Twenty years ago:
I am seven, about to be eight. I have written in my journal, in pink ink: I don't want to be eight. We live in a rented house in rural upstate New York. I am afraid to sleep alone, and beg my mother to sleep with me. I am afraid of the dark, and of other things. My sister is my best friend. We ride our sleds on the back of the neighbors' snow mobiles. I taught myself to play the piano three years ago. My favorite TV shows are Punky Brewster, Thunder Cats, and He-Man (She-Ra sucks, but we watch it anyway). My favorite singer is Madonna. I wear chiffon skirts and hot pink high tops and scarves in my hair. My favorite place is the hay loft of the barn, the willow tree, and the pond in winter. It is always winter. I teach myself to ice skate. I get frost bite on my toes, ice skating when my parents aren't home. Our dog is hit by a car when I am in the hay loft. We bury her in the backyard. I take dance lessons and horseback riding lessons until I am thrown.

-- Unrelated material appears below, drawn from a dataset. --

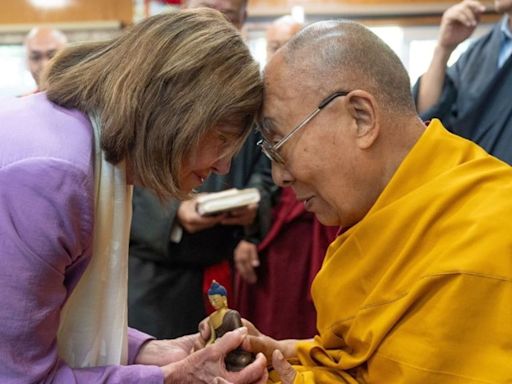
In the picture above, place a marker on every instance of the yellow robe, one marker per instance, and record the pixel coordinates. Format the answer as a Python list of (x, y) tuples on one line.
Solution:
[(420, 290)]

At school, I am in second grade. My teachers want me to skip a grade, but my parents say no. Instead, I go to third grade for Science and Reading. Because of this, I am always late for lunch. I wear small pink glasses. I write in my notebooks. I write a story about a tornado, and my mother is called in. I write a story about divorce, and my mother is called in. In the car, she asks me: Why do you write these things? A boy in my class asks to hold my hand and I say okay. He gives me a wooden snake and a broken fishing pole. He has a dirty face and long black hair. He squeezes hard. Then another boy asks to hold my hand. He has red hair and doesn't squeeze at all. I say okay. The first boy finds out, and pushes me against the table in the cafeteria. Uh oh, better get Maco, he says.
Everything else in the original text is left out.